Don DeLillo, une écriture paranoïaque de l’Amérique

L’Amérique-roman vue par Florian Tréguer

par ALPHONSE CUGIER
Publié le 30 avril 2021 à 16:21

« Romans de notre temps », avec Philip Roth, Thomas Pynchon et plus particulièrement Don DeLillo, la formule n’est pas vaine. Ceux de Don DeLillo remontent aux sources de l’histoire des États-Unis, pays obsédé par le complot et en décryptent les événements traumatisants. « Il y a un monde dans le monde », le pouvoir n’agit pas au grand jour mais « loin en dessous du niveau où nous (les Américains) vivons ». À la recherche des « logiques » du pouvoir et de ses discours ainsi que de la complexité du système, Florian Tréguer, maître de conférences à l’Université de Rennes, spécialiste de la littérature et du cinéma américains, étudie les répercussions sur l’imaginaire de la dissolution des mythes fondateurs de l’Amérique des pionniers. D’un côté, les valeurs qui ont constitué les certitudes du rêve américain dont la cohérence s’est perdue et de l’autre, les cauchemars, la paranoïa idéologique. Face à ses contradictions, l’Amérique perd pied.

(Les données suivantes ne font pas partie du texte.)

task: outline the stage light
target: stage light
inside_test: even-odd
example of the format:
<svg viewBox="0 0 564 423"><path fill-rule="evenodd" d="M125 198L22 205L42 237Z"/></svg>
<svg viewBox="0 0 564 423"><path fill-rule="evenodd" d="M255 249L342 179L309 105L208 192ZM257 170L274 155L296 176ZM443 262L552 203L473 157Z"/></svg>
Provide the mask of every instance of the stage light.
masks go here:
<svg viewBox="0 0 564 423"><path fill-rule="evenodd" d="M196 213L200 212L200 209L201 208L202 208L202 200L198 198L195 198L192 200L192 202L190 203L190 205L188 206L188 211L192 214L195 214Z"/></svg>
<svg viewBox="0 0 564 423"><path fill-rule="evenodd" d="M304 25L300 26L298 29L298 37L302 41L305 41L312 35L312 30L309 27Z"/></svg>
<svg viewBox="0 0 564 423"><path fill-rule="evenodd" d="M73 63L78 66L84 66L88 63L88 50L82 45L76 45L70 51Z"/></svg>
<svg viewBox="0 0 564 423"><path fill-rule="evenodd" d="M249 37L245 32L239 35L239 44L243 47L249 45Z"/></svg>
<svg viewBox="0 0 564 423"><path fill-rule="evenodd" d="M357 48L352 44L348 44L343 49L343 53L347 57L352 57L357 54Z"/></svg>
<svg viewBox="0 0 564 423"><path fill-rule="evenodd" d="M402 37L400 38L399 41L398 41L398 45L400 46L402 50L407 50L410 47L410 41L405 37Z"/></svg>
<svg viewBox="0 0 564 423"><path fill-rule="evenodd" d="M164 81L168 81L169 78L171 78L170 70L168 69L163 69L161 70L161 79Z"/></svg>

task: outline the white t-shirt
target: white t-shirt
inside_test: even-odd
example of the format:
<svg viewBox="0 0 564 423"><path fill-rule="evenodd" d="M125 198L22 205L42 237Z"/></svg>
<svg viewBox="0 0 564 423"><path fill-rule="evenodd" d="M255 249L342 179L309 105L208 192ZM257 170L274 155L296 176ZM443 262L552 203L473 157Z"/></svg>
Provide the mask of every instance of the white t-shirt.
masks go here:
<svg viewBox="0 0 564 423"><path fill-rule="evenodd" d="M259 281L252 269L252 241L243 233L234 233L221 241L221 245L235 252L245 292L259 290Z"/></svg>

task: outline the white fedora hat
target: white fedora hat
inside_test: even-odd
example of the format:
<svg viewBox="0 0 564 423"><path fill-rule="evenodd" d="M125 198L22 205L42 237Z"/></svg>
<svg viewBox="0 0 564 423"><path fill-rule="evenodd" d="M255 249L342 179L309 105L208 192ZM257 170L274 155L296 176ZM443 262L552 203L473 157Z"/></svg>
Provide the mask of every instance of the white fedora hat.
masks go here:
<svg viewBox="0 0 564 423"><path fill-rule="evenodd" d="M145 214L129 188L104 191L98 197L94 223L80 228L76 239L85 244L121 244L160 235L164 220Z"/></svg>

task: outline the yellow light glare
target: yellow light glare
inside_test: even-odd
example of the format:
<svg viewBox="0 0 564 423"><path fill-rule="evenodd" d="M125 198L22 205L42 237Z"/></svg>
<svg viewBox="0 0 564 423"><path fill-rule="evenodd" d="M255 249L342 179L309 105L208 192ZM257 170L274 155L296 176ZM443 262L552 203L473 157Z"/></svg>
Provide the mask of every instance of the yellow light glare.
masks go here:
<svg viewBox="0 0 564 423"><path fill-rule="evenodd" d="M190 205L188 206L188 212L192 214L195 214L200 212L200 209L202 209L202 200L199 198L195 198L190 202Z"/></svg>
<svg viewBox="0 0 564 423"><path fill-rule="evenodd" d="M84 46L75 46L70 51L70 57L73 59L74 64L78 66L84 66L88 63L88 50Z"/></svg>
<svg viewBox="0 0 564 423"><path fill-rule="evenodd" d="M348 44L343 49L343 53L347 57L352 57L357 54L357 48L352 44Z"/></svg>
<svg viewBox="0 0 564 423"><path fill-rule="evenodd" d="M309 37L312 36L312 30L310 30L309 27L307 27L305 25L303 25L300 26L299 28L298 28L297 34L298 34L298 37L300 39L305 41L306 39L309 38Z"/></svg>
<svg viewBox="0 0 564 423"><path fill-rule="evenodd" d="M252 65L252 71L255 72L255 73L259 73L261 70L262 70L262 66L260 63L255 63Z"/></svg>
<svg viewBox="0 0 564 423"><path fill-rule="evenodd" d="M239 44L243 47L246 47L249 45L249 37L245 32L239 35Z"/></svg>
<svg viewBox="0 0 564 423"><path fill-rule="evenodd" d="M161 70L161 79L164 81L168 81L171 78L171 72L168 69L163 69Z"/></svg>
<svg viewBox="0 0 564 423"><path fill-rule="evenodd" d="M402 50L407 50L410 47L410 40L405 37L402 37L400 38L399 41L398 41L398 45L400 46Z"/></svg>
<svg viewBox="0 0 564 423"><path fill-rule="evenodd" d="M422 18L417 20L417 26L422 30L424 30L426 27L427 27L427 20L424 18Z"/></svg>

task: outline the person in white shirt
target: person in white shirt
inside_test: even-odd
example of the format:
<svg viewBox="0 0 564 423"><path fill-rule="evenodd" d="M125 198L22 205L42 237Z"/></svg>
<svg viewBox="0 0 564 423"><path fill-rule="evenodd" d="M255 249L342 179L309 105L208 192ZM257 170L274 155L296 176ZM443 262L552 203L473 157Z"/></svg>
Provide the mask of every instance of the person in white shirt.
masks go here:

Un guetteur en temps de peur et de crise

Avec l’attentat contre Kennedy (Libra, 1988), les États-Unis basculent dans l’incertitude. L’assassinat de Lee Oswald empêche d’accéder à une éventuelle vérité, place béante pour l’histoire officielle, amorce d’un état de chaos. Bruit de fond, 1985, relate la vie d’une famille du Middle West et décrit une peur déjà installée. C’est dans Outremonde, 1997, et son foisonnement d’intrigues que la paranoïa s’incruste et s’ancre : guerre froide, nucléaire militaire, déchets atomiques, crise des missiles de Cuba, baie des Cochons, Vietnam sous le napalm... à l’instar du Triomphe de la Mort de Brueghel. L’imminence de la catastrophe, le silence de l’apocalypse travaillent Cosmopolis, 2003, le premier grand roman post-11 septembre 2001, journée d’un golden boy crispé sur le Dow Jones, thriller politique, parabole sur le profit, la rentabilité et la menace terroriste. L’Homme qui tombe, 2007, narre cette journée qui a changé la face du monde, dans l’enfer des tours, un homme serre une mallette qui n’est pas la sienne et qui est passée de main en main. Le temps des certitudes est définitivement clos, la dernière image est celle d’une chemise qui tombe d’une tour, les manches s’agitant dans le vide comme «  rien en ce monde ». D’autres menaces surgissent : Le Silence, 2020, évoque les cyberattaques, les intrusions numériques. 2022, la retransmission du Super Bowl est coupée, écran noir, toutes connexions bloquées. Huis clos, le vide indéfiniment prolongé. En raison de l’expansion vertigineuse du virtuel, à quelle calamité allons-nous être confrontés ? Florian Tréguer précise que « c’est d’abord à partir de son personnage que le roman écrit le système  ». De l’individu au collectif, l’un et l’autre pris dans un faisceau d’interrogations contradictoires. Don DeLillo interroge, affouille sans chercher à imposer son point de vue, il reste au niveau de l’incertain, connectant manipulations et hasards, préméditations et imprévus, ordre et chaos, « élevant le lecteur au niveau de l’initié ». Cet essai passionnant et stimulant prend la paranoïa à la fois à l’état naissant et dans son déploiement. Il met aussi en lumière la manière dont se nouent les événements évoqués et la narration, rendant intelligible la hantise de la conspiration dans ce monde disloqué à l’heure du capitalisme financiarisé et globalisé.

Dans l’intimité de l’Histoire

L’Amérique-roman... Miroir ? Glace sans tain ? C’est au lecteur, complice impliqué au même titre que les personnages, qu’incombe d’appréhender la manière dont les faits devenus Histoire avant d’être sujet de fiction, s’offrent à lui. Minutie et précision, on ne peut qu’apprécier les analyses des romans de Don DeLillo qui nous incitent à s’y (re)plonger. L’écriture de l’événement dans la fiction telle que la pratique l’écrivain nous concerne au plus haut point : les pathologies de l’Amérique sont un péril pour les démocraties européennes, la montée d’une droite extrême nourrissant cette dimension paranoïaque. L’œuvre de Don DeLillo, véritable « Contre-Histoire » et la synthèse qu’en réalise Florian Tréguer sont à même de dessiller les yeux de nos contemporains. Cette lecture alternative qui oppose deux assertions de faits marquants se révèle une contrepartie salutaire face à la parole des gouvernements et de leurs affidés médiatiques.